Whether you’ve been in a bad relationship, have been cheated on or even been abused, it is possible for you to carry the emotional... continue reading
Whether you’ve been in a bad relationship, have been cheated on or even been abused, it is possible for you to carry the emotional baggage with you even once the situation itself has passed.
Women especially are vulnerable to emotional hangovers and can let bad experiences affect them continually, even in new relationships.
Unfortunately, until you get a grip on your emotions, you’re slowly going to poison any relationship that you have.
You need to break the patterns in order to move on.
Dear Dan and Jennifer,
Hello, I read your article on the free library and it connected with me. I am very insecure to the extent I am destroying my relationship with my boyfriend. We have been dating now for almost 3 yrs. He has been sincere but I somehow still manage to not having any faith in him. My ex’s cheated on me and my boyfriend says I am carrying it over into our relationship.
I hate the fact that I am becoming such a monster, that I can’t control my thoughts and that I am loosing the man I want as a husband. We want to start 2008 fresh.
How does one ‘let go and let things be?’ How can I solve my problems? How can I clear my head and heart out and move forward? Where do I start and what should I do? Please help.
– Ulrika, South Africa
Recognizing that this is happening is the first step to emotional recovery. It takes a lot of courage to face something head on, especially if it’s an emotional issue you’ve been trying to keep buried.
Recognizing that past relationships are affecting your current one is a milestone, and if you’ve even come that far, you should take a breath and congratulate yourself.
Know Your Triggers
Is there something that triggers you to revert back to your old relationships, at least in your unconscious mind? You may not know them right away, so it’s important to work towards discovering them.
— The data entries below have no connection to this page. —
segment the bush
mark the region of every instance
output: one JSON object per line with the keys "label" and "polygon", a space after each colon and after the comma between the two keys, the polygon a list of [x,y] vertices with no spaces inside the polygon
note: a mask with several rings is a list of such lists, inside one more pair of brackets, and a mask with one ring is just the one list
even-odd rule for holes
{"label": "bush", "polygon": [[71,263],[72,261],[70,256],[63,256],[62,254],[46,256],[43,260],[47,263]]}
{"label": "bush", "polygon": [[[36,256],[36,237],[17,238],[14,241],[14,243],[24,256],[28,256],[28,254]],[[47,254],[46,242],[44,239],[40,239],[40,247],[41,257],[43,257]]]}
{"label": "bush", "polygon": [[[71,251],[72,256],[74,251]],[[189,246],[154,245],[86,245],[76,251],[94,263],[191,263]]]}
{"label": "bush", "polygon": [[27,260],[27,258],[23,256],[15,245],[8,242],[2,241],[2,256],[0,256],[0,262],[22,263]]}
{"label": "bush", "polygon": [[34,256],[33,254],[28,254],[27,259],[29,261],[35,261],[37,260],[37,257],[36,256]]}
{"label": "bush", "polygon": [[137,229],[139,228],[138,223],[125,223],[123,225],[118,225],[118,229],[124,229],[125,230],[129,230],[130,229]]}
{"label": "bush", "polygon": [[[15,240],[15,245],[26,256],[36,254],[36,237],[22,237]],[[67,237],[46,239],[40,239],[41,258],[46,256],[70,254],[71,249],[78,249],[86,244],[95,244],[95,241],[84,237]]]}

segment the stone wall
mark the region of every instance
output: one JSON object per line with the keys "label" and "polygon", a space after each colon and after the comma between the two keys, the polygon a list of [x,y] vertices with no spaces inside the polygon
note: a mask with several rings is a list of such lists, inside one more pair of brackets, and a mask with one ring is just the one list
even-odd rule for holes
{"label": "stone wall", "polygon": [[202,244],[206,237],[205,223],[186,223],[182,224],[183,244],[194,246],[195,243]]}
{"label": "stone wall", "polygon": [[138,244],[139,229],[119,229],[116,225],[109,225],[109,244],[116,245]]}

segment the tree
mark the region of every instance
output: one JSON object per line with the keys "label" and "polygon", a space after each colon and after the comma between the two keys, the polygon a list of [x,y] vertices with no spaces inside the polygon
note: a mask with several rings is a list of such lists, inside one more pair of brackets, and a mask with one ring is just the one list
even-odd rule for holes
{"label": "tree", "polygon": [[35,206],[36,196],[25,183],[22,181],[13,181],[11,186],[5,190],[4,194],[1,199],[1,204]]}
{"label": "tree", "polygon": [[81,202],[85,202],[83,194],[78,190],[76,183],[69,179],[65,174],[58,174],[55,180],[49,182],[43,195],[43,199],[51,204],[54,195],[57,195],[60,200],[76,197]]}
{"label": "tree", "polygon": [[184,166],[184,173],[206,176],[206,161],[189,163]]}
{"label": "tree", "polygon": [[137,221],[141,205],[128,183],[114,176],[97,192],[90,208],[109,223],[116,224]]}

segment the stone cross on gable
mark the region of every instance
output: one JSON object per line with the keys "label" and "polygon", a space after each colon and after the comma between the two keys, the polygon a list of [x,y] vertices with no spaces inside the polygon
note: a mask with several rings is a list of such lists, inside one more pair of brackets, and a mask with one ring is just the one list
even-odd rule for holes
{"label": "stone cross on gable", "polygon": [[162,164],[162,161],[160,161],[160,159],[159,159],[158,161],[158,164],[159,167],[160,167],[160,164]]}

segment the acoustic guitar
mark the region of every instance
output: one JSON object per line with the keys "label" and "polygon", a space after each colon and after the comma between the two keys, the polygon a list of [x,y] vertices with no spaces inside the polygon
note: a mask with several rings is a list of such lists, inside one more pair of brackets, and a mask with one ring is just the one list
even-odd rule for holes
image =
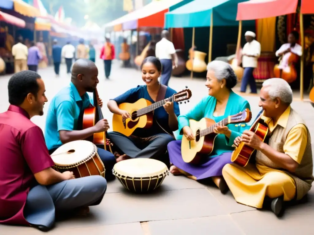
{"label": "acoustic guitar", "polygon": [[[263,142],[265,141],[269,132],[268,126],[261,118],[261,115],[256,119],[250,128],[250,130],[255,133]],[[255,149],[247,145],[244,142],[241,142],[236,148],[231,155],[231,161],[243,167],[248,163],[251,156]]]}
{"label": "acoustic guitar", "polygon": [[194,133],[194,140],[188,140],[183,136],[181,145],[181,154],[185,162],[197,164],[202,155],[210,154],[213,152],[215,139],[218,134],[214,132],[215,128],[218,126],[226,126],[230,123],[248,123],[252,118],[252,113],[248,108],[243,112],[225,118],[215,123],[212,119],[203,118],[199,121],[189,120],[190,128]]}
{"label": "acoustic guitar", "polygon": [[[101,112],[102,103],[100,102],[97,89],[93,92],[94,107],[85,109],[83,114],[83,129],[86,129],[95,125],[98,121],[103,119],[104,116]],[[95,133],[86,139],[87,140],[93,143],[98,148],[106,149],[106,134],[105,132]]]}
{"label": "acoustic guitar", "polygon": [[[153,125],[154,111],[162,107],[168,102],[180,102],[188,100],[192,96],[189,89],[183,90],[172,96],[152,103],[145,99],[140,99],[133,103],[123,103],[119,105],[121,109],[128,112],[131,117],[124,119],[122,116],[114,114],[112,117],[112,128],[127,136],[129,136],[137,128],[149,128]],[[185,103],[186,103],[185,102]]]}

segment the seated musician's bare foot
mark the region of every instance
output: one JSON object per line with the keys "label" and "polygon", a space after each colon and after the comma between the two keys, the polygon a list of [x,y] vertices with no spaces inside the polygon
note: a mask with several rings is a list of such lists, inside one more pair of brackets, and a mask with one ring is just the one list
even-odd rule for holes
{"label": "seated musician's bare foot", "polygon": [[130,157],[126,154],[123,154],[120,155],[116,159],[117,162],[119,162],[121,161],[123,161],[124,160],[130,159]]}
{"label": "seated musician's bare foot", "polygon": [[179,170],[179,168],[176,166],[172,165],[170,167],[170,173],[174,175],[183,175],[180,171]]}

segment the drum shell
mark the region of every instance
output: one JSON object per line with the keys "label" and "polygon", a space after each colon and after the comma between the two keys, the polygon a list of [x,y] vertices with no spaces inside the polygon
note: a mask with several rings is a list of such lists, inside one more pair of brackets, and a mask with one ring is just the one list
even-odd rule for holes
{"label": "drum shell", "polygon": [[90,175],[101,175],[105,177],[106,170],[103,163],[97,154],[95,154],[89,160],[83,163],[74,166],[54,166],[56,170],[60,172],[72,171],[76,178],[80,178]]}
{"label": "drum shell", "polygon": [[168,170],[158,175],[141,178],[122,175],[114,169],[112,169],[112,173],[126,188],[136,193],[148,193],[154,191],[160,185],[165,177],[169,175]]}

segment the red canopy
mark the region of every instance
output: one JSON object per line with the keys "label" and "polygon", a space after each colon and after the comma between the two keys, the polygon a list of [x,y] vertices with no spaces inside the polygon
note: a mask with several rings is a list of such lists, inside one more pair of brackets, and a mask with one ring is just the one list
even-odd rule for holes
{"label": "red canopy", "polygon": [[301,12],[302,14],[314,14],[314,0],[301,0]]}
{"label": "red canopy", "polygon": [[[314,0],[301,1],[312,6],[314,4]],[[254,20],[294,13],[297,6],[298,0],[250,0],[238,4],[236,20]]]}
{"label": "red canopy", "polygon": [[4,21],[21,28],[25,28],[26,24],[23,20],[2,11],[0,11],[0,21]]}

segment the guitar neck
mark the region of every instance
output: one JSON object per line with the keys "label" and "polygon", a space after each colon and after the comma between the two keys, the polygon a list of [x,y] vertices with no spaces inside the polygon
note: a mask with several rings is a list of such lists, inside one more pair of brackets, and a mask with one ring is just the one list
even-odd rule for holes
{"label": "guitar neck", "polygon": [[218,127],[218,126],[226,126],[227,125],[229,124],[228,121],[229,119],[229,117],[227,117],[220,122],[215,123],[212,126],[204,130],[202,130],[200,132],[200,137],[204,136],[207,135],[209,135],[209,134],[214,133],[214,129],[215,127]]}
{"label": "guitar neck", "polygon": [[140,117],[143,115],[144,115],[146,113],[148,113],[150,112],[151,112],[155,109],[161,107],[168,101],[172,102],[173,100],[172,97],[171,96],[167,99],[161,100],[160,101],[156,102],[150,105],[149,105],[147,107],[142,108],[138,110],[137,112],[137,117]]}

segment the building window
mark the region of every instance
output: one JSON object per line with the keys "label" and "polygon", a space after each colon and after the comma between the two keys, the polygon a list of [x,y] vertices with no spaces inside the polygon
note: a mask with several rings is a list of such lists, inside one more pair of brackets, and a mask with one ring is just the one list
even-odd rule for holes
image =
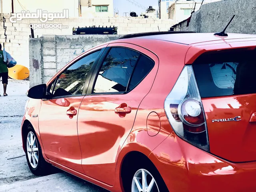
{"label": "building window", "polygon": [[184,9],[184,15],[189,15],[191,14],[190,9]]}
{"label": "building window", "polygon": [[95,6],[96,12],[108,12],[108,6]]}

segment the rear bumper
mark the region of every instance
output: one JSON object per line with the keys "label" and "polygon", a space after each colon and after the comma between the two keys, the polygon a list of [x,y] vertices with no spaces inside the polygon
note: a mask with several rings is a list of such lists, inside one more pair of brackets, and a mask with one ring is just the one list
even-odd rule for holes
{"label": "rear bumper", "polygon": [[172,134],[150,155],[170,191],[256,191],[256,162],[232,163]]}

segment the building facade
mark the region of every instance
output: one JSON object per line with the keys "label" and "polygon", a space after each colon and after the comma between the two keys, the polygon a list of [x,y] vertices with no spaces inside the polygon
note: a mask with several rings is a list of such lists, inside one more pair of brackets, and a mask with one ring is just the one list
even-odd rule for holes
{"label": "building facade", "polygon": [[[2,0],[1,13],[12,12],[12,0]],[[14,12],[22,11],[36,12],[37,9],[48,12],[62,12],[63,9],[68,9],[70,18],[82,16],[113,17],[113,0],[14,0]]]}
{"label": "building facade", "polygon": [[114,16],[113,0],[80,0],[81,14],[83,17]]}
{"label": "building facade", "polygon": [[[220,0],[204,0],[202,4]],[[168,18],[173,20],[175,23],[183,21],[190,16],[195,6],[195,11],[199,10],[202,2],[202,0],[177,0],[171,4],[170,2],[167,9]]]}

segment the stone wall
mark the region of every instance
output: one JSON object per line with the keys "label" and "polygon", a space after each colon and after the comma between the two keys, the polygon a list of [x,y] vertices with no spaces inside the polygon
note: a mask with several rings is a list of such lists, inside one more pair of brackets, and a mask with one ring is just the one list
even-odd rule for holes
{"label": "stone wall", "polygon": [[[6,19],[5,26],[7,27],[6,36],[3,28],[3,17]],[[10,21],[10,14],[1,14],[0,23],[0,42],[5,42],[6,49],[17,61],[19,64],[29,66],[29,40],[31,34],[30,24],[42,24],[38,19],[23,19],[16,23]],[[161,31],[168,31],[174,24],[171,20],[139,19],[129,18],[85,18],[57,19],[47,21],[46,24],[61,24],[63,28],[38,28],[34,30],[35,37],[40,37],[43,35],[72,35],[73,27],[96,26],[97,27],[115,26],[118,27],[118,34],[127,34],[142,32],[158,31],[158,27]]]}
{"label": "stone wall", "polygon": [[29,39],[30,86],[46,82],[84,52],[121,35],[43,35]]}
You can write down what happens when you start to push your partner away, or if you become withdrawn or even angry. This is much easier to do once you’ve really recognized what your behavior is.
The ”why” will come later! After some time of writing down or keeping track of what happens when your behavior comes into play, you will begin to notice a pattern.
Knowing Your Patterns
With consistency, you’ll begin to learn more about yourself and your behavior patterns. You’ll know what triggers you, and the sequence of events that happen afterward. Do you get angry? Do you become withdrawn? Do you suspect your current partner to be cheating on you, just because your old partners did?
After some time of really being open and honest with yourself about your behavior patterns, you will be able to understand more of what is going on and then you can begin to delve into the deeper aspects of why this may be happening.
Counseling is a wonderful option for people who are carrying around emotional baggage. An unbiased therapist can help you to work through your emotional issues and let them go. Be it a traditional counselor, a new age healer or a hypnotherapist, they can use their knowledge and expertise about the human psyche to help you gain back control over your life and your relationships.
Remember, your therapist is not there to solve your problems for you. They are going to give you the tools you need to work through the problems on your own, and the right therapist will be with you every step of the way.
During this process, you should be open and honest with your partner. Now is not the time to hide things from them, because you’ll need their support more than ever. Any partner worth their salt will be understanding and willing to help you, because you’re willing to help yourself.
If you find that you need to be alone to truly come to grips with yourself and get rid of your emotional hangover, be honest about that too. Chances are you’ll be respected and given your space. Give yourself time and lots of love, and you can start on the path to healing and emotional recovery!